(Bloomberg) -- Banxico Deputy Governor Omar Mejia said he sees room to adjust the Mexican central bank’s reference rate ahead of its next meeting on March 21.

The country’s balance of inflation risks is “less deteriorated,” according to Mejia, so there is room to change the central bank’s rate. 

“We must be careful not to adopt an excessively restrictive monetary stance, which is why I believe it is pertinent to also make adjustments in this sense,” the deputy governor told a podcast organized by Grupo Financiero Banorte SAB released Wednesday. “The challenge going forward is to adjust the monetary stance in such a way that it is consistent with inflation that, although still above the target, is already on a downward trajectory.” 

Consumer prices rose 4.4% in February from a year earlier, the first slowdown in the headline reading since October. Core inflation, which excludes volatile items such as fuel and food, eased to 4.64% from a year ago. 

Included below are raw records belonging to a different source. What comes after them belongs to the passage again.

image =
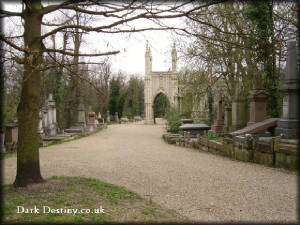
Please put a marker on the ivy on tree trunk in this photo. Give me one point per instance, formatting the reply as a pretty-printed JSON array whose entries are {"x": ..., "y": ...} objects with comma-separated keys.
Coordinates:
[{"x": 28, "y": 164}]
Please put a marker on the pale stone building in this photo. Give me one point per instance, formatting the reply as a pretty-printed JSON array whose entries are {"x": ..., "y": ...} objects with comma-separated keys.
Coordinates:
[{"x": 159, "y": 82}]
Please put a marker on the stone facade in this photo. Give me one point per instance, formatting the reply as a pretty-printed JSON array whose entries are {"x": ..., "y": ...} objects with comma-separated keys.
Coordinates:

Despite significant progress in the disinflationary process as well as on the balance of risks, Mejia said the central bank still has a long way to go to reach its 3% inflation target. Even with downward adjustments in the interest rate, Banxico would continue to have a restrictive stance, which is necessary to rein in price pressures, he added.

Policymakers led by Governor Victoria Rodriguez have previously said that “advances” in their inflation outlook are allowing them to study rate cuts. Banxico, as Mexico’s central bank is known, is the only major inflation-targeting institution in Latin America that has kept borrowing costs steady following a post-pandemic tightening cycle.